We applaud the NYSE's efforts to address corporate governance standards for listed companies. We realize the difficulty in achieving a balance between creating meaningful standards, while respecting that directors must retain some ability to exercise their independent judgment in overseeing the work of their companies, or risk becoming divested of this responsibility.

As noted above, we believe that the SEC is the entity that should be proposing corporate governance standards for use by all public companies, whether or not listed with the NYSE. If it is determined that the NYSE will proceed with the promulgation of these standards, we strongly urge that it reevaluate its approach to creating meaningful standards without overly dictating the details.
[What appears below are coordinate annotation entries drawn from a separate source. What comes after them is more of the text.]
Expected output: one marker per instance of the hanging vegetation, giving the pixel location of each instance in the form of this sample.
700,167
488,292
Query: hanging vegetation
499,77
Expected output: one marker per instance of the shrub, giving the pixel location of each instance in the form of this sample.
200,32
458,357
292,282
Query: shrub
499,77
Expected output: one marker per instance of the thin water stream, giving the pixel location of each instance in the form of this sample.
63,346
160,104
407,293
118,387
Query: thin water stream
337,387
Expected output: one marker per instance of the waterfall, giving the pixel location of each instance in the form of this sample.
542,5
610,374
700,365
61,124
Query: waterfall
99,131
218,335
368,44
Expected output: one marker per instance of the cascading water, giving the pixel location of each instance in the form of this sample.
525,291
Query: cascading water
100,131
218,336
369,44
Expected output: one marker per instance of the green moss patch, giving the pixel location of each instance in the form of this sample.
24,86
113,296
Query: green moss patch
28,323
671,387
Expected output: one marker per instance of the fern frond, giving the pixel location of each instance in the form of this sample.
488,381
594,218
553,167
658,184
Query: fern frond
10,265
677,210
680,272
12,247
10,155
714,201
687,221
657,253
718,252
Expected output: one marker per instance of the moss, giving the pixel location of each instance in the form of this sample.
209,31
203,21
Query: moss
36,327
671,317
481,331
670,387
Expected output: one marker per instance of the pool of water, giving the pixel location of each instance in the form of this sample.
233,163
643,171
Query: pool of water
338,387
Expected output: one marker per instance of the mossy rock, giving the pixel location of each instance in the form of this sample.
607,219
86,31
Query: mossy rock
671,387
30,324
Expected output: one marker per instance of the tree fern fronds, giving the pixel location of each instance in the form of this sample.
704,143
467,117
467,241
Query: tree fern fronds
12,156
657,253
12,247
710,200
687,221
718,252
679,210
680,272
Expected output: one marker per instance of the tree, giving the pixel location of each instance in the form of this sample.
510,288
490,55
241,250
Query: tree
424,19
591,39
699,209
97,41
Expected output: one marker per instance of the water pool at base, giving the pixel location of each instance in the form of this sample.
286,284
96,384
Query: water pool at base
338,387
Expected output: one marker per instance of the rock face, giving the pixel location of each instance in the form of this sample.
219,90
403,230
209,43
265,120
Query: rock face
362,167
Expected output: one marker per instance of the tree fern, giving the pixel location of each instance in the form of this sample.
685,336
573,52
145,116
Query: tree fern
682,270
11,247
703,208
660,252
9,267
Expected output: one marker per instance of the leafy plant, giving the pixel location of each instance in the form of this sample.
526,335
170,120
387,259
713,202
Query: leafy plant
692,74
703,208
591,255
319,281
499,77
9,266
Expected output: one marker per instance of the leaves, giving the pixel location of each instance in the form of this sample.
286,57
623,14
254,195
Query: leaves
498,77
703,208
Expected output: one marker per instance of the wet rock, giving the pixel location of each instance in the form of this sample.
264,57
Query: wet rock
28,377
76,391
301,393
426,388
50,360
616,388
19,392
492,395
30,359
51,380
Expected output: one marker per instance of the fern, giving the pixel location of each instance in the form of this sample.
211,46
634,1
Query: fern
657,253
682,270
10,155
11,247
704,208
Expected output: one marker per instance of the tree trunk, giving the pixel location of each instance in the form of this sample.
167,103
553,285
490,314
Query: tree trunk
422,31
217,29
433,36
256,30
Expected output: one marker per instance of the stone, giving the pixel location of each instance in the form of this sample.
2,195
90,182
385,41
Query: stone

If we can provide additional information, please do not hesitate to contact Deborah Lamb at 770.971.7010, or Linda Rittenhouse at 434.951.5333,


/s/ Deborah A. Lamb

Deborah A. Lamb
Chair, U.S. Advocacy Committee

  /s/ Linda L. Rittenhouse

Linda L. Rittenhouse
Staff, AIMR Advocacy

cc: U.S. Advocacy Committee
Rebecca T. McEnally, Ph.D., CFA - Vice President, AIMR Professional Standards & Advocacy

1 With headquarters in Charlottesville, VA, and regional offices in Hong Kong and London, the Association for Investment Management and Research® is a non-profit professional organization of 64,000 financial analysts, portfolio managers, and other investment professionals in 117 countries of which 55,800 are holders of the Chartered Financial Analyst® (CFA®) designation. AIMR's membership also includes 127 affiliated societies and chapters in 46 countries.